Make that twenty dollar bills, y’all. The banknote that Harriet Tubman, a former slave in the American Civil War era, will be fronting.  It is a huge milestone that our country is paying homage to an important historical figure who was a catalyst in the fight against slavery and happened to be quite a fierce woman, a Diva, one with characteristics that we honor.

Okay, but Harriet wasn’t a singer.  SO the next on the list is none other than the contralto, Marian Anderson, who will be added to the redesigned five dollar bill opposite of President Abraham Lincoln.  She sang at the Lincoln Memorial, Lincoln Center, and most notably, the Metropolitan Opera House in 1955.  She became the first African American to perform at the Met in her first operatic role as Ulrica in Giuseppe Verdi’s Un ballo in maschera.  In the years following, she became a delegate to the United Nations Human Rights Committee as a “goodwill ambassadress” for the United States Department of State, giving concerts all over the world.

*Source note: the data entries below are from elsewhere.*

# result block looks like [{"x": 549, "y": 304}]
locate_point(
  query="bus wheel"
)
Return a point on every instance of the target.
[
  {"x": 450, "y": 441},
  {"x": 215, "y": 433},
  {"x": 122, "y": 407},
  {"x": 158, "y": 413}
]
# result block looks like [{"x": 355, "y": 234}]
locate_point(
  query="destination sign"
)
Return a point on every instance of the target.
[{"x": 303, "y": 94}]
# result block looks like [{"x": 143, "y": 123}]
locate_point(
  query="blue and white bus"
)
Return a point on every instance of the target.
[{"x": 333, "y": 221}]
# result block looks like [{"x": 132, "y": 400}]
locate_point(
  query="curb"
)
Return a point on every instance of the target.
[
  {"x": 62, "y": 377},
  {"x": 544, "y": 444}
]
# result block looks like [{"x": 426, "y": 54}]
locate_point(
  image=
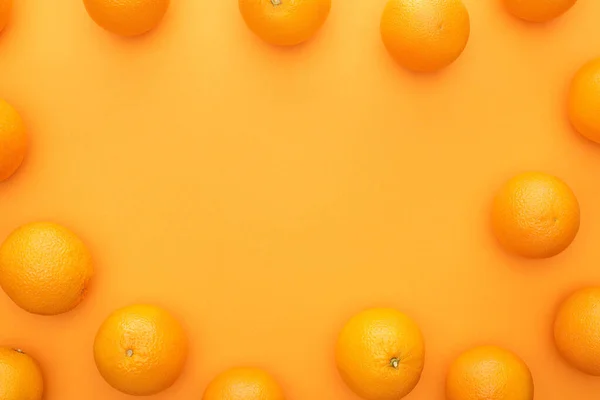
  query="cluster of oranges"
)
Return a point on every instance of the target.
[{"x": 141, "y": 349}]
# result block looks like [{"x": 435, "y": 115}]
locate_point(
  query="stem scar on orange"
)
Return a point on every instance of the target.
[
  {"x": 127, "y": 17},
  {"x": 380, "y": 354},
  {"x": 140, "y": 350},
  {"x": 425, "y": 35},
  {"x": 535, "y": 215},
  {"x": 284, "y": 22},
  {"x": 538, "y": 10}
]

This particular video of her performing “Deep River”, a most beloved spiritual, you can hear the heart-breaking beauty of her unique and rich timbre within her lower range.

A New York Times music critic wrote about Anderson this way: “Those who remember her at her height … can never forget that big resonant voice, with those low notes almost visceral [having to do with basic emotions] in nature, and with that easy, unforced ascent to the top register. A natural voice, a hauntingly colorful one, it was one of the vocal phenomena [rare event] of its time.”

We suggest you hear for yourself, and make your own opinion.

Good night and good luck; in life, love, and prosperity.